Tanto tuonò che piove, nel senso che i disaccordi tra Francia e Germania, in particolare, ma non solo, tra le industrie francesi e tedesche, sul Fcas sono emersi più volte negli ultimi anni. Sono dovuti al fatto che la francese Dassault vuole avere una posizione di guida sulla core platform che non corrisponde all’equilibrio di bilancio tra gli investimenti di Francia e Germania, che è piuttosto paritetico, considerato anche l’aumento del bilancio della difesa tedesco negli ultimi quattro anni. Probabilmente la Francia intraprenderà la strada di un programma di procurement nazionale per sviluppare un caccia di sesta generazione affidato a Dassault, in continuità con la prassi che ha portato ai Mirage e ai Rafale. D’altronde, Dassault non ha una tradizione di cooperazione internazionale nel settore del combattimento aereo e ha sempre privilegiato programmi francesi.
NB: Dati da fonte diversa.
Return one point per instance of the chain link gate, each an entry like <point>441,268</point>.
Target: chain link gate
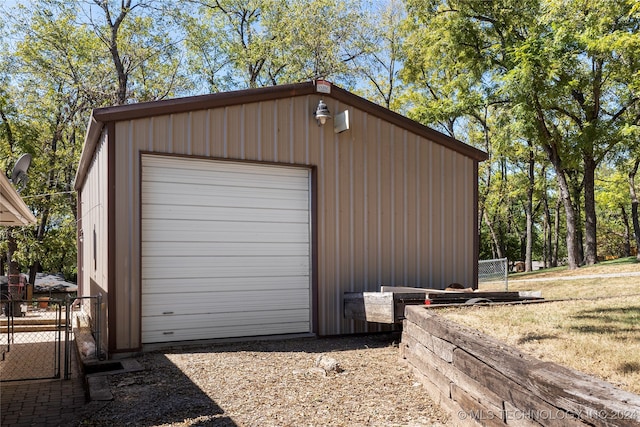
<point>35,338</point>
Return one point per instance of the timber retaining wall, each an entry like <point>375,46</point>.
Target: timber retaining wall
<point>482,381</point>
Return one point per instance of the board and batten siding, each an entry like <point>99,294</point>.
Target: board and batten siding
<point>93,224</point>
<point>393,208</point>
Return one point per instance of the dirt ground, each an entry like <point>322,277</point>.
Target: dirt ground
<point>271,383</point>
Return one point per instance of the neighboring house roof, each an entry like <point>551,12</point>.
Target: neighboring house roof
<point>100,116</point>
<point>13,211</point>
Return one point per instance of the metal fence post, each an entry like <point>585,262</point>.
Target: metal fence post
<point>67,324</point>
<point>98,323</point>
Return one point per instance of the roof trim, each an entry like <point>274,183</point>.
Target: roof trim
<point>100,116</point>
<point>13,210</point>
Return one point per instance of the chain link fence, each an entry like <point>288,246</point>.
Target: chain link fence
<point>493,273</point>
<point>35,338</point>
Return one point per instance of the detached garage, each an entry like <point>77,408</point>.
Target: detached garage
<point>241,214</point>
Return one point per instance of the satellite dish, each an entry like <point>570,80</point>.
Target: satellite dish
<point>19,175</point>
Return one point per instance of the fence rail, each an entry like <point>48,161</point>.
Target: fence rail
<point>494,270</point>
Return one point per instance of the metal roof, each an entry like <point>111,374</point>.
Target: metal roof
<point>101,116</point>
<point>13,210</point>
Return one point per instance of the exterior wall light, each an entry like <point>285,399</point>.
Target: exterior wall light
<point>322,113</point>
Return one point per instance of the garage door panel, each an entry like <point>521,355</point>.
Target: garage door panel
<point>172,170</point>
<point>205,213</point>
<point>225,302</point>
<point>194,249</point>
<point>227,182</point>
<point>212,191</point>
<point>223,284</point>
<point>226,249</point>
<point>207,320</point>
<point>288,322</point>
<point>165,230</point>
<point>246,236</point>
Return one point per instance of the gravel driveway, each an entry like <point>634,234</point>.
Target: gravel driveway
<point>271,383</point>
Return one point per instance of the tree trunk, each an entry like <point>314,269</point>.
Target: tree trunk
<point>528,261</point>
<point>627,232</point>
<point>494,237</point>
<point>556,227</point>
<point>634,206</point>
<point>550,146</point>
<point>547,248</point>
<point>590,223</point>
<point>573,248</point>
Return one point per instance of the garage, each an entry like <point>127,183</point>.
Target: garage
<point>225,249</point>
<point>243,214</point>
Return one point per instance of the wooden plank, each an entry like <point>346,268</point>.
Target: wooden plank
<point>474,409</point>
<point>369,306</point>
<point>560,387</point>
<point>516,417</point>
<point>479,392</point>
<point>457,419</point>
<point>509,390</point>
<point>441,381</point>
<point>595,401</point>
<point>463,297</point>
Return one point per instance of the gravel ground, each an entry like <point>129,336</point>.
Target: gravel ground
<point>271,383</point>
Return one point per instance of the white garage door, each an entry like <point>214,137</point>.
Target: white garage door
<point>225,249</point>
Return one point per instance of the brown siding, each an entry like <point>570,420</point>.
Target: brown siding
<point>93,211</point>
<point>392,207</point>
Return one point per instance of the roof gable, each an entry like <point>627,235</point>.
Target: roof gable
<point>100,116</point>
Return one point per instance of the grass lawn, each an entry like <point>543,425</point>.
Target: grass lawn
<point>594,329</point>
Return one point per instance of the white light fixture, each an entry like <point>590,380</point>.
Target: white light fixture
<point>322,113</point>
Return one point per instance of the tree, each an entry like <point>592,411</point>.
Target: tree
<point>549,61</point>
<point>257,43</point>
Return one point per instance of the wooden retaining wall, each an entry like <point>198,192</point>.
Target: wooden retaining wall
<point>483,381</point>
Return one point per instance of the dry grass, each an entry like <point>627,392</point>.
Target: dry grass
<point>599,336</point>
Se Parigi procederà da sola, è inevitabile aspettarsi un ingresso della Germania nel Gcap, il programma per il sistema di combattimento aereo frutto della cooperazione tra Italia, Regno Unito e Giappone?
Per Berlino esiste ancora un punto interrogativo. A livello politico la Germania aveva investito molto nel progetto Fcas, soprattutto durante il governo Merkel, nonostante l’aeronautica tedesca avesse manifestato più volte delle perplessità, perché i requisiti non combaciavano perfettamente con quelli francesi.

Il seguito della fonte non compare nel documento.